Nato a Roma il 9 dicembre 1930, ad appena 14 anni, in piena occupazione nazista, si distingueva già alla testa dell’unione degli studenti italiani per sostenere i movimenti di liberazione. Figlio di un critico d’arte, respira in casa letteratura e arte, incontra ospiti illustri che presto lo spingono a partecipare alle lotte del partito comunista. A guerra finita si iscrive al Pci e nel 1949 prende il diploma del Centro Sperimentale di Cinematografia. Il giovane Citto, come sarà chiamato da allora, conosce davvero il set con Michelangelo Antonioni, di cui sarà aiuto regista in diversi film. Intanto si fa le ossa con una serie di documentari, a cominciare da “Bagnaia paese italiano” del ’49, arrivando anche al festival di Cannes con “Bambini” del ’51 per il quale ottiene la collaborazione di Giorgio Bassani. Il 1953 è per lui un anno di svolta: dirige l’episodio “Storia di Caterina” per il film “Amori in città” ideato da Cesare Zavattini e collabora con Luchino Visconti al film collettivo “Siamo donne” nell’episodio con Anna Magnani. E’ del 1955 il lungometraggio “Gli sbandati”, diretto ad appena 23 anni e subito invitato alla Mostra di Venezia. Dopo opere di alto livello un capolavoro come “Gli Indifferenti” (1964) dal romanzo di Alberto Moravia. Arriva intanto il clima infuocato del ’68, e il regista è in prima fila nelle contestazioni della Mostra di Venezia, anima la storica associazione dei cineasti (l’Anac di cui è tra i fondatori), avverte potente il richiamo di un impegno diretto.
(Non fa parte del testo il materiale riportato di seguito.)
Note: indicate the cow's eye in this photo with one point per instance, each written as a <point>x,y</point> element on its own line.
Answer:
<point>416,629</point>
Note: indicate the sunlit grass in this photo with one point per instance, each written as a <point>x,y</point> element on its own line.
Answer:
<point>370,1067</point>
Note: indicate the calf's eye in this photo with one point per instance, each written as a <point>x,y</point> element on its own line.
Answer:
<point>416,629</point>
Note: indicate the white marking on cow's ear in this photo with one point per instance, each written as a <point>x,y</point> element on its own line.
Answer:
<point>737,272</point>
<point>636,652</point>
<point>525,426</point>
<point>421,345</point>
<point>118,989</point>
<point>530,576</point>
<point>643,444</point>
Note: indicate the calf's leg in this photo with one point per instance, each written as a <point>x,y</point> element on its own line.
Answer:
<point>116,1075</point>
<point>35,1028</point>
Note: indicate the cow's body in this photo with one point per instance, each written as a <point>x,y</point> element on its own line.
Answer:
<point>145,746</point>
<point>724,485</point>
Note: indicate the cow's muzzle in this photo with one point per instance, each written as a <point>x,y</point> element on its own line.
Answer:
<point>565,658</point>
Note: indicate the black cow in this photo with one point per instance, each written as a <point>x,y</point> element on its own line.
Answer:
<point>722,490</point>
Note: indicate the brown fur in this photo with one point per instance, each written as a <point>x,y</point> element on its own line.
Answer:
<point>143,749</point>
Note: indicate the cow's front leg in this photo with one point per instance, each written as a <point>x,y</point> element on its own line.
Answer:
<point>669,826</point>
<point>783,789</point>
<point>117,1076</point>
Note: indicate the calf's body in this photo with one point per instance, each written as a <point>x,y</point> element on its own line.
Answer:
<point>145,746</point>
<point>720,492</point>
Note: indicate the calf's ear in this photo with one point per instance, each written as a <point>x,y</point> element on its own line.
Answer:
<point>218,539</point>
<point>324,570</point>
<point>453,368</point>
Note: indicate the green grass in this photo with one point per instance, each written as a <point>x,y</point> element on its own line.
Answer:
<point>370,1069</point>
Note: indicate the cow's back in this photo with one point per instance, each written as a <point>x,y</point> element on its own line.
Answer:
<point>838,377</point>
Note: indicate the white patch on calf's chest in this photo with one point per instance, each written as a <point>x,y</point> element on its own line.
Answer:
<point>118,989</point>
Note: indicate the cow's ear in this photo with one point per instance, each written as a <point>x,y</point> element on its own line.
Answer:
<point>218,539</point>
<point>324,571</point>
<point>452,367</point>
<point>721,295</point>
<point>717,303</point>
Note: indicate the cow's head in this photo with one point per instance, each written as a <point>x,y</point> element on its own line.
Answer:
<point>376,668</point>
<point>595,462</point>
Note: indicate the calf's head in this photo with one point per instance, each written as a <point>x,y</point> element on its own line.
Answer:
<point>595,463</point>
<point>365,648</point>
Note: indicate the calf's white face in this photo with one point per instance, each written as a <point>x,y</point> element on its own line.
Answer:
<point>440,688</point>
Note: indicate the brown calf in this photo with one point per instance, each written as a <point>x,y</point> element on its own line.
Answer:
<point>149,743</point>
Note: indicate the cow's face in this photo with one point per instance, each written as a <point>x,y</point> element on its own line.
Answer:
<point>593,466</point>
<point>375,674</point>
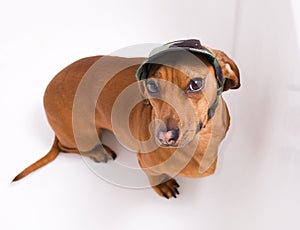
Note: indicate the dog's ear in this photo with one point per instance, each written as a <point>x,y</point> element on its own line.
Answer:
<point>230,70</point>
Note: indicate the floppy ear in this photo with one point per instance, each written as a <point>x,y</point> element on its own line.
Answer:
<point>230,70</point>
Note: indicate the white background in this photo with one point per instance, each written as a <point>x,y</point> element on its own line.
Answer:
<point>257,184</point>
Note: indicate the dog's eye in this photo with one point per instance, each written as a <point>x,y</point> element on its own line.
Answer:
<point>196,85</point>
<point>152,87</point>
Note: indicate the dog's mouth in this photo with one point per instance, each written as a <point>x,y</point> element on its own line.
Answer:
<point>176,138</point>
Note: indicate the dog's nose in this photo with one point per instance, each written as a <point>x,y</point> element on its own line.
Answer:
<point>168,137</point>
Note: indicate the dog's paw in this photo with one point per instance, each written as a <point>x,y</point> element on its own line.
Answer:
<point>167,189</point>
<point>101,153</point>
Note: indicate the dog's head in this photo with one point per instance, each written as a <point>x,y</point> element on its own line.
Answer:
<point>183,89</point>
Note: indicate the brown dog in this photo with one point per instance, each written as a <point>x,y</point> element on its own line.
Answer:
<point>175,128</point>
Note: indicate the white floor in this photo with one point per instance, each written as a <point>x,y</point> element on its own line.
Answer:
<point>257,183</point>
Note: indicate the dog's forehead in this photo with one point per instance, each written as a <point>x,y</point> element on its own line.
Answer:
<point>183,70</point>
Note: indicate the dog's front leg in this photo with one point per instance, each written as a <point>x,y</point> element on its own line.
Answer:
<point>164,185</point>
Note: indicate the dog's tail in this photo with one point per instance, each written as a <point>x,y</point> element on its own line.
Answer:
<point>50,156</point>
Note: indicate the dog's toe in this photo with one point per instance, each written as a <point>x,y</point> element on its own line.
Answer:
<point>167,189</point>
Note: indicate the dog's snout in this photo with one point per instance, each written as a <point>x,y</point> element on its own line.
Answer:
<point>169,137</point>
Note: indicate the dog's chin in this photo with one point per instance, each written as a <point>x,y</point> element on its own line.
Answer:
<point>181,143</point>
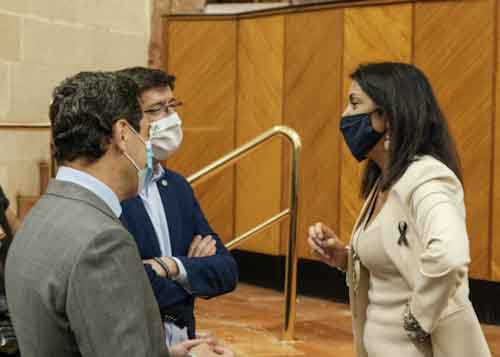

Così si dedica a tempo pieno alla militanza politica, mette la sua firma sul rivoluzionario statuto della “nuova” Biennale, fotografa l’immobilismo snob degli intellettuali con il provocatorio “Lettera aperta a un giornale della sera” nel 1970. E nel 1975 gira uno dei suoi film migliori e più complessi: “Il sospetto di Francesco Maselli” con Gian Maria Volontè su un militante comunista nell’Italia fascista, braccato dalla polizia segreta dell’Ovra. Tornerà a stupire 11 anni dopo, nel 1986, con l’intimo e inatteso “Storia d’amore” che porta la debuttante Valeria Golino alla Coppa Volpi come miglior attrice alla Mostra del cinema. Nell’ultimo periodo è tornato ad un cinema più dichiaratamente di impegno civile e sociale tra il televisivo “I compagni” (1999), il documentario “Civico Zero” (2007) e il profetico “Ombre rosse” (2009).
Sperimentatore appassionato, fotografo d’avanguardia, memorialista attento come nel suo bellissimo “Frammenti di Novecento”, Citto Maselli insieme al collega Emidio Greco inventa nel 2004 le “Giornate degli autori” a Venezia come già aveva fatto più di 30 anni prima con le “Giornate del cinema italiano”; con la collaborazione di sua moglie, Stefania Brai, organizza i collettivi di cineasti per opere d’impegno civile come “Un altro mondo è possibile” sulle giornate del G8 di Genova nel 2001, “Lettera dalla Palestina”, “Piazza San Giovanni”, animato fino alla fine da passione e spirito critico al servizio di un progetto collettivo.